The only saving grace of Thursday’s debacle was Ford. She showed courage in coming to Washington to tell her story, knowing that it probably wouldn’t make a difference. Composure. Courtesy. Resolve. With an agenda only to let posterity know that the nominee isn’t the Boy Scout so many claim him to be. I have covered countless trials and I cannot remember a more compelling or credible witness. The Republicans knew this, and so did Kavanaugh, which helps explain the volume of their shouting, and the depths of their fearful rage, when Ford left.
At the end of all the sound and fury, we are where we were before the passion play began. The confirmation of Kavanaugh is still likely. An FBI investigation, contingent on a presidential order, is still unlikely.
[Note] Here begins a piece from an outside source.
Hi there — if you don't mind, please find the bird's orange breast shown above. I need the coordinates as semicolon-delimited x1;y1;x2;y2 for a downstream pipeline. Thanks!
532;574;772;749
And dispositive evidence that would change the GOP trajectory, all these years after Kavanaugh and Ford were in high school, also unlikely.
The least popular Supreme Court nominee in modern history is still headed for the high court. Power is as power does, as Sen. Lindsey Graham told us Thursday during one of his three televised meltdowns. It was about the only true thing that came out of his mouth. That is the lesson every American infuriated at what the Republicans are pulling off ought to remember when they cast a ballot this November and every election afterward.
Andrew Cohen has covered the last six Supreme Court nominations. He is senior editor of the Marshall Project and a fellow at the Brennan Center for Justice.